O humano sempre provoca. Existir é indagação. A linguagem presentifica a vida em suas ilimitadas conotações que se metaforizam nas ambiguidades que, segundo Guimarães Rosa, explicam o humano. Certa feita uma pergunta provocava a inteligência: o que se vê quando se olha para o ser humano? É possível dissertar por longas páginas sobre uma resposta apurada a tal indagação. Inúmeras perspectivas hermenêuticas tentariam explicar e, com efeito, não seriam respostas suficientes.
Ao contemplar a humanidade, neste ínterim, vale compreender como aquela composta de seres humanos, percebe-se variadas posturas que se concretizam como tradução do que não se traduz. A potencialidade do ser humano para o bem e para o mal é algo que não se explica em meras linhas. O mesmo que se transfigura mediante uma realização pessoal, é aquele que se descaracteriza diante das truculências mais vis que assolam e relativizam o conceito mesmo de ser humano.
Em algum momento, Nando Reis cantara que: “a vida é mesmo coisa muito frágil, uma bobagem, uma irrelevância diante da eternidade do amor de quem se ama”. É necessário completar essa veia poética com Vinicius de Moraes quando afirmara: “ que seja eterno enquanto dure”. O efêmero bem vivido eterniza-se, fica, marca, explica-se pelo critério do sentido da vida.
A sociedade cada vez mais artificializa o afeto, plastifica o relacionamento, reduz-se ao utilitarismo que machuca a vida. Em contrapartida, o ser humano percebe-se cada vez mais isolado, mais sozinho, encerrado nas estreitezas de si mesmo. As telas são mais importantes que as páginas. O digitar é mais relevante que o aperto de mão, as curtidas fascinam mais que um sorriso. Fato que aumenta o abismo da interioridade sem sentido e vazia de significado.
O que se vê quando se olha para o ser humano? Pensar isso dá uma coceira nas ideias, recordando Rubem Alves. É necessário compreender que a baliza da vida é a Verdade, precisamente aquela do Evangelho, Aquele que se fez homem e habitou entre nós: Jesus de Nazaré. Nele não há a falência do humano, a divina cortesia que sustenta o tão humano existir.
Ele é o critério para tudo, habitando o inabitado. Estando na rotina empoeirada daqueles que simplesmente existem sem atribuir sentido à vida. Ele recupera a esperança. E, olhando para Ele, é possível recordar Milton Nascimento: “Quem sabe isso quer dizer amor? É preciso ver o humano, redespertar a beleza do significado da existência, não desistir de sê-lo.
No entanto, interpretar o que se vê e o que se sente sem degradar o melhor que sempre resta no coração que pulsa sentimento é algo imperioso. Vencer a tentação da desesperança diante do falível, do truculento que machuca e mata.
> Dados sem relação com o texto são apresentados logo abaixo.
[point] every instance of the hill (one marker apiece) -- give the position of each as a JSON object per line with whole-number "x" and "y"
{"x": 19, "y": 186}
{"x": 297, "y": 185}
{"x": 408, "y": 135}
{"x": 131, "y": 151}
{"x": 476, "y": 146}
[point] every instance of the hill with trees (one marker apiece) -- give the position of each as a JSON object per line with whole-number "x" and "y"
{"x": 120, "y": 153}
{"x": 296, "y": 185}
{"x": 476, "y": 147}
É preciso apreciar o que cantara Jobim: “os olhos já não podem ver coisas que só o coração pode entender”. É preciso reencantar pela vida que nunca será absurdamente virtual ou artificial. Jamais um aparelho poderá mensurar o que bate do lado esquerdo do peito, nem traduzi-lo.
O que se vê quando se olha para o ser humano? É indagação de perene de sentido. Observar a criatura que ainda pode dar certo. Apostar na realidade positiva. Respondê-la é ainda um horizonte. E, por fim importa recordar Machado de Assis: “o humano consolar-se-á com a saudade de si mesmo”.